Pola PIR Koperasi Primer Para Anggota. Pola PIR Koperasi Primer Para Anggota atau PIR-KPPA dimulai pada tahun 1996. Pola ini mengintegrasikan pengembangan perkebunan kelapa sawit dengan kelembagaan koperasi. Perusahaan perkebunan berperan sebagai inti, sementara petani anggota koperasi menjadi plasma.
Pola Kemitraan. Pola ini dikembangkan sejak tahun 1999. Dalam pola ini, perusahaan perkebunan negara maupun swasta wajib mengalokasikan minimal 20 persen dari total areal perkebunan untuk pengembangan kebun masyarakat. Modelnya dapat berupa pengelolaan satu siklus budidaya dalam satu manajemen perusahaan atau skema build, operate, and transfer (BOT) yang kemudian dialihkan kepada petani.
Kebijakan Kemitraan Revitalisasi Perkebunan. Kebijakan Kemitraan Revitalisasi Perkebunan atau Revit-Bun dimulai sejak tahun 2006. Kebijakan ini menyediakan fasilitas kredit dengan subsidi bunga yang dikaitkan dengan pengembangan energi nabati dan revitalisasi perkebunan.
Saat ini perkebunan kelapa sawit rakyat memegang peranan penting dalam industri sawit nasional. Pangsa luas areal perkebunan sawit rakyat meningkat signifikan dari sekitar dua persen pada tahun 1980 menjadi 42 persen pada tahun 2025.
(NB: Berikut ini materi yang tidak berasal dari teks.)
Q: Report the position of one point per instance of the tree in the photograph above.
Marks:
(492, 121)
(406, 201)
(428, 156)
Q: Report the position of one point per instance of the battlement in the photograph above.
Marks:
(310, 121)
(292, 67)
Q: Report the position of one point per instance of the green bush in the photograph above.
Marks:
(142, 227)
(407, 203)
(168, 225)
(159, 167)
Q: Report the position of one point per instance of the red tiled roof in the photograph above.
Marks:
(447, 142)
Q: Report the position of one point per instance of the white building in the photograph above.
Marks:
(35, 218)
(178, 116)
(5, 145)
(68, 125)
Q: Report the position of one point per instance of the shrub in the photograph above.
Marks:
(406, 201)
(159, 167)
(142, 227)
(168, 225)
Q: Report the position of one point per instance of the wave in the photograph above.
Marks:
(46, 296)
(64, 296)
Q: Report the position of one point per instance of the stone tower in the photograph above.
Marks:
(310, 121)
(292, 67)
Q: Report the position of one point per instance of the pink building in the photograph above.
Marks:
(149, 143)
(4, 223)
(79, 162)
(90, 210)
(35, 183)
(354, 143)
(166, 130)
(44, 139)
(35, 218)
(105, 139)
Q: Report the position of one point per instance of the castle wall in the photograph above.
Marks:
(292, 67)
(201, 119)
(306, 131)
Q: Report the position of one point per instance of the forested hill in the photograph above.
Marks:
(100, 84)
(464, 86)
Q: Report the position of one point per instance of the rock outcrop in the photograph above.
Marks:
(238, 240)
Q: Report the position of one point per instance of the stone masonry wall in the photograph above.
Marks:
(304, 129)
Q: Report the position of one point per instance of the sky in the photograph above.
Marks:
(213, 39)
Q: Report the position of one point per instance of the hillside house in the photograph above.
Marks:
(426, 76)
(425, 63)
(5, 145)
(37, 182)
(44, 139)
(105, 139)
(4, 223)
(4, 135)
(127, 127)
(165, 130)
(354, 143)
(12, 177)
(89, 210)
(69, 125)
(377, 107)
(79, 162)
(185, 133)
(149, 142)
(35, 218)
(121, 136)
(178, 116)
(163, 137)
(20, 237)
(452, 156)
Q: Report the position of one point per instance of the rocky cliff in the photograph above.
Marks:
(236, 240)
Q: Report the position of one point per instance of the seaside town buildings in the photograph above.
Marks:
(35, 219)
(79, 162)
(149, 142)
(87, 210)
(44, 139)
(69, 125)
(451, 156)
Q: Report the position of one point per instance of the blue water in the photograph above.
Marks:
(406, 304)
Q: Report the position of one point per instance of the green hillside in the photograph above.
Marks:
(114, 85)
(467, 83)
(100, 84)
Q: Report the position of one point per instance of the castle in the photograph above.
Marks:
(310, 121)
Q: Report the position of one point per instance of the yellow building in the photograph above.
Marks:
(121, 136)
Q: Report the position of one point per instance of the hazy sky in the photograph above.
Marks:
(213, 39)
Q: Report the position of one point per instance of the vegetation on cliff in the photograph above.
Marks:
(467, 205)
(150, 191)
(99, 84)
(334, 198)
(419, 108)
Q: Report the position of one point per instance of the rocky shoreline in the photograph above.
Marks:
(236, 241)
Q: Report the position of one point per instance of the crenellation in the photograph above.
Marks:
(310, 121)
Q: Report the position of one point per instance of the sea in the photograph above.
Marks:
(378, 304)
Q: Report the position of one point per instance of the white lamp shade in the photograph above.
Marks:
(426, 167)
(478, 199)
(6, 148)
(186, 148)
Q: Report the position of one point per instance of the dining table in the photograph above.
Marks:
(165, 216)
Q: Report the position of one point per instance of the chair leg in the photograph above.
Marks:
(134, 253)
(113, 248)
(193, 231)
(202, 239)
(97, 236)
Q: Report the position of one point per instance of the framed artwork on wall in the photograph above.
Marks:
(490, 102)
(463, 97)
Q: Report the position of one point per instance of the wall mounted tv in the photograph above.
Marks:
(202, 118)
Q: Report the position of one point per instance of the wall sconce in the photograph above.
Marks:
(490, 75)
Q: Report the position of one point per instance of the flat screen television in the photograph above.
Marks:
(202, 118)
Bahkan, perkebunan kelapa sawit rakyat Indonesia telah melampaui total areal perkebunan sawit di Malaysia yang merupakan negara produsen minyak sawit terbesar kedua di dunia. Kondisi ini menunjukkan bahwa perkebunan sawit rakyat di Indonesia merupakan perkebunan petani terbesar di dunia.